Every Christian is both a priest and a minister.

A quick glance at a church history book will almost always reveal Martin Luther as one of the key players in bringing reformation to the church. Among other things, he emphasized scripture alone as the final authority for Christians and also the priesthood of all believers. Martin Luther taught that every believer could go right to God himself and didn’t need an intermediary. These are vital truths that Martin Luther taught us from the scriptures.
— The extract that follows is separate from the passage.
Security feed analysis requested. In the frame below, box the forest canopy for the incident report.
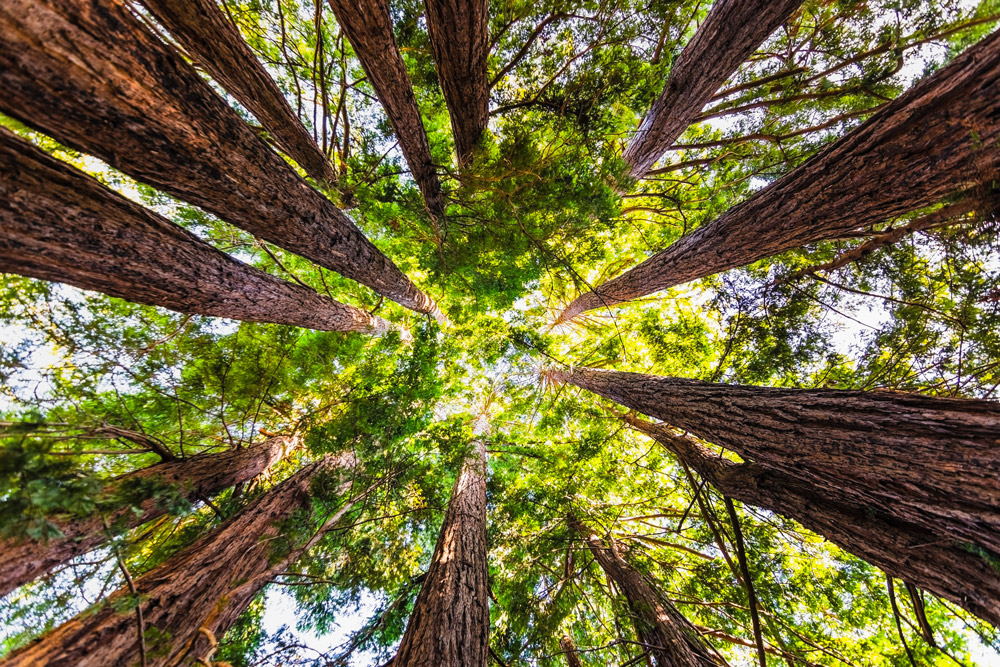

However, Martin Luther did not teach the ministry of all believers. The ministry of all believers is a truth that is being released in the church now by the Holy Spirit to bring another great reformation in the way the church thinks and functions.
In Paul’s landmark letter to the Ephesian Christians, he included a statement teaching them that it is the job of leadership to train the believers to do the work of ministry. The leaders were not supposed to spend their time doing ministry, they were to invest their time by teaching others to do ministry. Ministry is not a job for the “professionals” to do; it is for everyone. Every believer can and is expected to evangelize, baptize, disciple, cast out demons, heal the sick and do the works of Jesus.
I once heard of someone describe an American football game as “22 players on the field badly in need of rest being watched by tens of thousands of people in the stands badly in need of exercise.” This might be a somewhat humorous description of a football game, but it is also a painfully honest description of what the church has looked like for hundreds of years. Scripture and the Holy Spirit cry out for this to change.
If we are going to get everyone on the “kingdom” playing field, this will include the strength of the young and the wisdom of the old. Both Jeremiah and Malachi spoke prophetically of the kingdom of God bringing the generations together to enjoy and proclaim the blessings of God.

Brian Sauder, DOVE Manheim, serves on the DCFI Apostolic Council, gives leadership to DOVE Canada and is the director of DCFI’s Church Planting and Leadership School.